As duas preocupações que podem travar a queda da Selic, segundo Pessoa
O Banco Central reduziu a Selic em 0,25 ponto percentual na semana passada, mas ainda há dúvidas sobre a intensidade e a duração do ciclo de cortes de juros ao longo de 2026.
Para o economista Samuel Pessoa, pesquisador do BTG Pactual e da FGV Ibre, o comunicado do Comitê de Política Monetária (Copom) manteve o “desenho mais geral” esperado pelo mercado, mas deixou em aberto duas preocupações que podem limitar a continuidade da flexibilização monetária.
Em entrevista ao Macro em Pauta, da EXAME, Pessoa afirmou que o BC ainda precisará explicar melhor como enxerga dois movimentos recentes: a alta das expectativas de inflação de longo prazo e uma atividade econômica mais forte do que o esperado no início do ano.
A primeira preocupação envolve a piora das expectativas de inflação para horizontes mais longos, especialmente 2028.
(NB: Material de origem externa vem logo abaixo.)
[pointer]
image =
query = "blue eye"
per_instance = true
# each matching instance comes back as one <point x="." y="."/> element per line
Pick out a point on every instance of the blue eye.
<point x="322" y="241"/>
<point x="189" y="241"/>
No último Boletim Focus, a projeção do IPCA para 2028 subiu de 3,61% para 3,64%. No início do ano, antes da guerra, a expectativa estava próxima de 3%.
Segundo Pessoa, esse movimento gera desconforto porque o choque recente provocado pela guerra e pela alta do petróleo deveria afetar principalmente as projeções de curto prazo.
“Se as pessoas têm total confiança na capacidade do Banco Central de operar a política monetária, esse choque poderia estar revisando a inflação deste ano, do ano que vem, mas não deveria mexer nas expectativas de 2028”, afirmou.
Segundo ele, a desancoragem das expectativas de longo prazo sugere uma leitura do mercado de que o BC pode estar reagindo de forma “excessivamente gradualista” ao choque inflacionário.
Atividade econômica forte
A segunda preocupação citada pelo economista é a força da atividade econômica doméstica no começo do ano. Pessoa afirmou que há sinais de surpresa positiva nos dados recentes, embora ainda exista dúvida sobre o peso da sazonalidade após a pandemia.
“É possível que essa surpresa positiva seja menos surpresa e seja só uma sazonalidade que mudou e que a gente ainda não conseguiu medir bem”, afirmou.
Dados do IBC-BR, considerado a prévia do PIB, subiram em janeiro e fevereiro.
Mesmo assim, ele avalia que o BC terá de explicar como essa dinâmica mais forte afeta o cenário de desaceleração da economia usado para justificar a redução dos juros.
Choque externo reduziu expectativa para o ciclo de queda da Selic
Para Samuel Pessoa, a decisão da semana passada reforçou uma mudança de cenário que começou após o choque provocado pela guerra e pela alta do petróleo. Segundo ele, antes desse movimento, o mercado trabalhava com um ciclo de cortes mais intenso para a Selic.
Com a pressão sobre petróleo, commodities e cadeias globais de distribuição, as projeções passaram a apontar um espaço menor para redução dos juros.
A projeção inicial era que a Selic terminaria o ano em 12%. Agora, o mercado espera a taxa de juros em 13%.
Segundo Pessoa, a expectativa predominante passou de um corte acumulado de cerca de três pontos percentuais para algo próximo de dois pontos.
Na avaliação do economista, o BC respondeu ao novo ambiente de duas formas: reduziu o ritmo dos cortes e indicou que o ciclo deve ser mais longo e cauteloso. “As pessoas imaginavam que esse ciclo de corte iria ter alguns cortes de meio ponto percentual. Então, o Banco Central ajustou no passo”, disse.
Segundo ele, a autoridade monetária optou por manter os cortes em 0,25 ponto percentual diante do aumento da incerteza global e dos efeitos inflacionários do choque externo.
Pessoa também afirmou que o BC busca evitar um aperto monetário excessivo sobre a economia. “Se não reduzir um pouco o grau de contração monetária, posso gerar um overkill monetário”, afirmou, ao descrever o risco de uma restrição financeira excessiva provocar recessão.
Na avaliação do economista, o comunicado do Copom mostrou que o BC segue comprometido com a redução gradual dos juros, mas sem sinalizar qual será o tamanho final do ciclo.
“O orçamento que o BC tem para cair os juros este ano vai reduzir. Não sabemos o quanto. Ele também não sabe”, afirmou.